Updated:2024-12-11 03:17    Views:97

Before Donald Trump’s victory, making detailed predictions about how his second administration would govern seemed like a fool’s errand — there were too many multitudes within the Trumpian tent, too many promiscuous promises to voters, to say for sure what forms of Trumpism would end up expressed in a second four-year whirl.

It did seem, at least, that the appointments to Trump’s cabinet might help us make plausible statements about the trajectory of his administration. But now, with most of the major names put forward — and retracted and replaced, in one case — I’m still not sure how best to generalize about where this particular cast of characters will take us.

That Trump has picked more loyalists than last time is true, inevitable and not especially useful in terms of figuring out how exactly (apart from never appointing a special prosecutor to investigate the boss!) those loyalists are likely to occupy themselves. That some of his nominees are eccentric or unfit-seeming and others are more conventional is likewise to be expected. Neither observation gives us a general theory of Trump 2.0.

Instead, let’s consider three subtheories of how this cabinet might actually work. First, as the climate journalist Matthew Zeitlin suggested, you could see his picks as making up an American version of a European-style coalition government, where small parties join with a bigger party and receive various ministries in exchange for their support.
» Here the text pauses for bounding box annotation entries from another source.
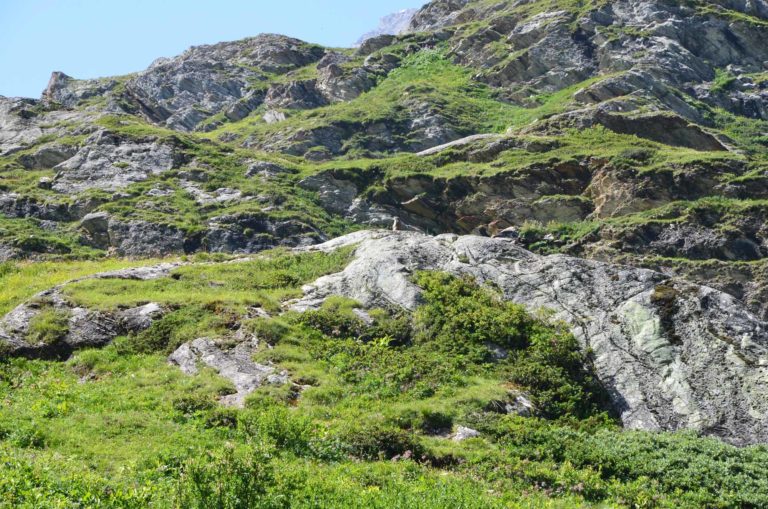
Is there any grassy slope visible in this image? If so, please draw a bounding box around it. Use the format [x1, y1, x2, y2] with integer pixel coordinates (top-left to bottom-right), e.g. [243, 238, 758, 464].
[0, 251, 768, 508]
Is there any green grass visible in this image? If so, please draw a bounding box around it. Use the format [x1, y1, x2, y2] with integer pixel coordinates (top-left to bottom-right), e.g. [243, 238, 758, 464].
[0, 262, 768, 509]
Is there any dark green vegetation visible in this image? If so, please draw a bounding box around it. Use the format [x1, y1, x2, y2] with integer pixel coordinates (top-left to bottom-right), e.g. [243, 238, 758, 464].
[0, 0, 768, 508]
[0, 251, 768, 508]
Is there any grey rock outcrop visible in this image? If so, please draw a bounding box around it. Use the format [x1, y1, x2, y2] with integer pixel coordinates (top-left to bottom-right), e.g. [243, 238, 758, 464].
[293, 232, 768, 444]
[126, 34, 325, 131]
[356, 9, 418, 46]
[0, 263, 179, 359]
[52, 130, 183, 194]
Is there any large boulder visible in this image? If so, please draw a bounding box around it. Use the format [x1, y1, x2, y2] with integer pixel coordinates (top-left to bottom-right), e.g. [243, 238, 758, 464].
[52, 130, 184, 194]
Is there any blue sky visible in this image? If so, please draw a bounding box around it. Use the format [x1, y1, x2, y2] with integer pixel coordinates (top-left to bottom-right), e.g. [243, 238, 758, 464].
[0, 0, 426, 97]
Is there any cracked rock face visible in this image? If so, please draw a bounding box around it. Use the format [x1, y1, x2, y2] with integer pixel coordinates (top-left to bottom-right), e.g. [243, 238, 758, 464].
[168, 338, 289, 407]
[0, 263, 180, 359]
[126, 34, 325, 131]
[293, 232, 768, 444]
[52, 131, 181, 194]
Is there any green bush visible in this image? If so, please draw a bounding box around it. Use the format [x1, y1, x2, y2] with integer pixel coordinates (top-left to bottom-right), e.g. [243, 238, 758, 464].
[175, 444, 276, 509]
[238, 404, 314, 456]
[341, 423, 425, 460]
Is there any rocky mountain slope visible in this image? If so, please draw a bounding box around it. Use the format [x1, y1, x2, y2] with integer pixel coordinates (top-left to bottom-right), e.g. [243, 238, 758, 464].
[0, 0, 768, 316]
[355, 9, 418, 47]
[0, 0, 768, 507]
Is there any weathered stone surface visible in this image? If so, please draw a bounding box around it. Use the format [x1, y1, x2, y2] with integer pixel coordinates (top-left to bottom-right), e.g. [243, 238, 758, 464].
[294, 232, 768, 444]
[168, 338, 290, 407]
[126, 34, 325, 131]
[53, 130, 183, 194]
[0, 263, 180, 359]
[356, 9, 418, 46]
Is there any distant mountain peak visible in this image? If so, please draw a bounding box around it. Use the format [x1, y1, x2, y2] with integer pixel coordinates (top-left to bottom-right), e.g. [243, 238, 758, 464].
[355, 9, 419, 46]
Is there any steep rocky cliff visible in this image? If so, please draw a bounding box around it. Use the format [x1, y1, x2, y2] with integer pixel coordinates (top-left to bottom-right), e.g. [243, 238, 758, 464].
[0, 0, 768, 502]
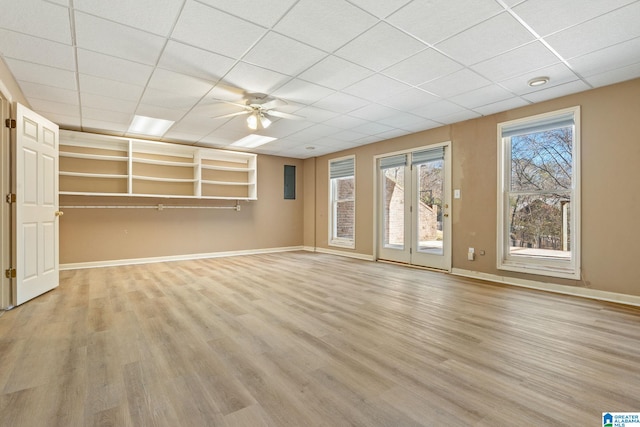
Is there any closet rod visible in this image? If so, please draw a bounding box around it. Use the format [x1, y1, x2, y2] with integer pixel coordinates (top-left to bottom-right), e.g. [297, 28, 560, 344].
[60, 203, 240, 211]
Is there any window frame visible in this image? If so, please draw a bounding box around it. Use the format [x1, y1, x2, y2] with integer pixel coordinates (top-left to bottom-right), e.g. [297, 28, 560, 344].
[327, 155, 356, 249]
[496, 106, 581, 280]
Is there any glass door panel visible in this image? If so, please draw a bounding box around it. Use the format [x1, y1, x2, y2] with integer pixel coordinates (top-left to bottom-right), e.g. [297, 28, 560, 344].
[414, 159, 444, 255]
[382, 166, 405, 250]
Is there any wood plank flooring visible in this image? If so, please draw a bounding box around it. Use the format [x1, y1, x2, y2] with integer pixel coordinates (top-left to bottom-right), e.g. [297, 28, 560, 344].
[0, 252, 640, 427]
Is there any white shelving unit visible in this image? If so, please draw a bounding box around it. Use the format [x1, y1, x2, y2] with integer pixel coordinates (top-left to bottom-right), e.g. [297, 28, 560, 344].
[60, 131, 257, 200]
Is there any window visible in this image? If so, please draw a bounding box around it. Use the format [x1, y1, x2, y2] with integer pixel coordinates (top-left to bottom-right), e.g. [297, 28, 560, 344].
[329, 156, 356, 249]
[498, 107, 580, 279]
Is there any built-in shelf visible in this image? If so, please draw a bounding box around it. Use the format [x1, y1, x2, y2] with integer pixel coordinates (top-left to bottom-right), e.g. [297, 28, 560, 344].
[59, 131, 257, 200]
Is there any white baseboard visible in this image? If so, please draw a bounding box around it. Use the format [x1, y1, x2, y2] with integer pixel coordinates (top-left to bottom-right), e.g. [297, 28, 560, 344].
[451, 268, 640, 307]
[311, 248, 374, 261]
[60, 246, 303, 270]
The choices of Robert F. Kennedy Jr. and Tulsi Gabbard, especially, fit this model: Trump’s big anti-progressive tent requires him to make a variety of very different worldviews feel represented, which means giving the health ministry to Kennedy’s Green MAGA Party (I’m swiping that moniker from the sociologist Holly Jean Buck) and a foreign policy job to Gabbard’s Antiwar Party, even as other jobs like secretary of commerce and secretary of state go to members of the actual Republican Party.

Likewise with Lori Chavez-Deremer, the pick for labor secretary, an unusually pro-union Republican whose appointment looks like a reward to Trump’s union supporters: You might call her a tacit representative of the Populist Party or the Teamster Tories. You could fit Pete Hegseth, the pick for defense secretary, and Mike Huckabee, the ambassador to Israel, into that frame as well, since their particular style of evangelical Christian hawkishness (I would call it the Christian Nationalist Party if the term “Christian nationalist” were not so much abused) is often a worldview unto itself.